Ella mueve la cabeza.
—Él venía de más allá y tenía la ropa con yerba pegada y húmeda del rocío. Yo creo que ese durmió fuera de la escuela.
—¡Qué barbaridad! Si pareces una vieja chismosa.
—Oye, pero si estoy hablando contigo. Eso es lo que pienso.
Tengo que reírme de ella.
—La detective Estela, vaya, que no dejas de sorprenderme.
Me retuerce los ojos y algo me viene a la mente.
—Estela, ¿de dónde venía ese chiquito?
Ya estamos subiendo al pasillo central cuando me señala un punto.
—De por allá.
¡De la caseta!, y le pregunto otra vez.
—¿Le viste la cara?
Me mira con expresión rara.
—Así que primero soy una vieja chismosa y ahora, maga. No, no le vi la cara.
—¿Cómo le viste la ropa con tantos detalles?
—Porque estábamos abajo. No le veía la parte de arriba. Oye, ¿por qué te interesa tanto? Estás pálida.
Me recupero para que no sospeche.
—Algunas cosas las ves bien sin espejuelos y para otras estás ciega. ¿Cómo que estoy pálida? ¿Por qué estaría pálida, a ver?
Y como ya voy hacia el dormitorio viene apurada detrás de mí, murmurando: «ay, qué sé yo, me pareció que estabas pálida. ¿Puedo hablar o no puedo hablar? Si te digo que andas rara es poco decir…»

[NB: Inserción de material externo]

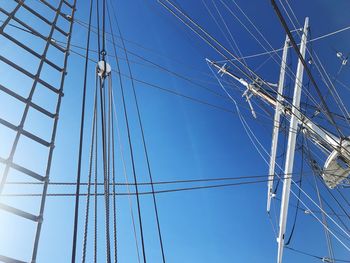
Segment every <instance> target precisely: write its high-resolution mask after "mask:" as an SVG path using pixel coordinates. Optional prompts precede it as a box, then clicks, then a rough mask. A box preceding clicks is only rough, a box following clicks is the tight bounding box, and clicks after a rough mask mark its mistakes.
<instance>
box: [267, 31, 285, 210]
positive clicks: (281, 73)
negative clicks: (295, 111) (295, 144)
mask: <svg viewBox="0 0 350 263" xmlns="http://www.w3.org/2000/svg"><path fill="white" fill-rule="evenodd" d="M288 47H289V38H288V36H287V37H286V40H285V41H284V47H283V54H282V62H281V71H280V78H279V81H278V92H277V104H276V110H275V116H274V120H273V132H272V144H271V154H270V167H269V181H268V186H267V188H268V190H267V208H266V210H267V212H270V207H271V198H272V195H273V192H272V191H273V189H272V188H273V179H274V176H275V164H276V153H277V145H278V132H279V128H280V116H281V110H282V101H283V88H284V76H285V73H286V66H287V54H288Z"/></svg>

¡Qué susto he pasado! Hace falta que el subdirector me haya creído. ¿Cómo me habré quedado dormido hasta ahora? Estoy empapado. Y ella no fue. ¿Será que se habrá arrepentido? A lo mejor Luna fue el otro día cuando yo estaba enfermo y pensó que la había engañado cuando le aseguré que iba a seguir yendo para encontrarnos. Ahora no sé qué voy a hacer. Podría dejarle un mensaje. Tendría que ser de noche. ¿Y si lo encuentra otra persona? No, la única solución es ir hasta que volvamos a encontrarnos. ¿Dónde estás, mi Luna Triste?